Wednesday, September 20, 2006
Lately I've heard a couple smart people ask that search engines provide a way know that a bot is authentic. After all, any spammer could name their bot "Googlebot" and claim to be Google, so which bots do you trust and which do you block?
The common request we hear is to post a list of Googlebot IP addresses in some public place. The problem with that is that if/when the IP ranges of our crawlers change, not everyone will know to check. In fact, the crawl team migrated Googlebot IPs a couple years ago and it was a real hassle alerting webmasters who had hard-coded an IP range. So the crawl folks have provided another way to authenticate Googlebot. Here's an answer from one of the crawl people (quoted with their permission):
Telling webmasters to use DNS to verify on a case-by-case basis seems like the best way to go. I think the recommended technique would be to do a reverse DNS lookup, verify that the name is in the googlebot.com domain, and then do a corresponding forward DNS->IP lookup using that googlebot.com name; eg:> host 18.104.22.168 22.214.171.124.in-addr.arpa domain name pointer crawl-66-249-66-1.googlebot.com. > host crawl-66-249-66-1.googlebot.com crawl-66-249-66-1.googlebot.com has address 126.96.36.199I don't think just doing a reverse DNS lookup is sufficient, because a spoofer could set up reverse DNS to point to crawl-a-b-c-d.googlebot.com.

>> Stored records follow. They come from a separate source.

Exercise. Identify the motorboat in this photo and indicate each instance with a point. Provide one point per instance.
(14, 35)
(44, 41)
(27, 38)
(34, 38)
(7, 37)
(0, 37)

This answer has also been provided to our help-desk, so I'd consider it an official way to authenticate Googlebot. In order to fetch from the "official" Googlebot IP range, the bot has to respect robots.txt and our internal hostload conventions so that Google doesn't crawl you too hard.
(Thanks to N. and J. for help on this answer from the crawl side of things.)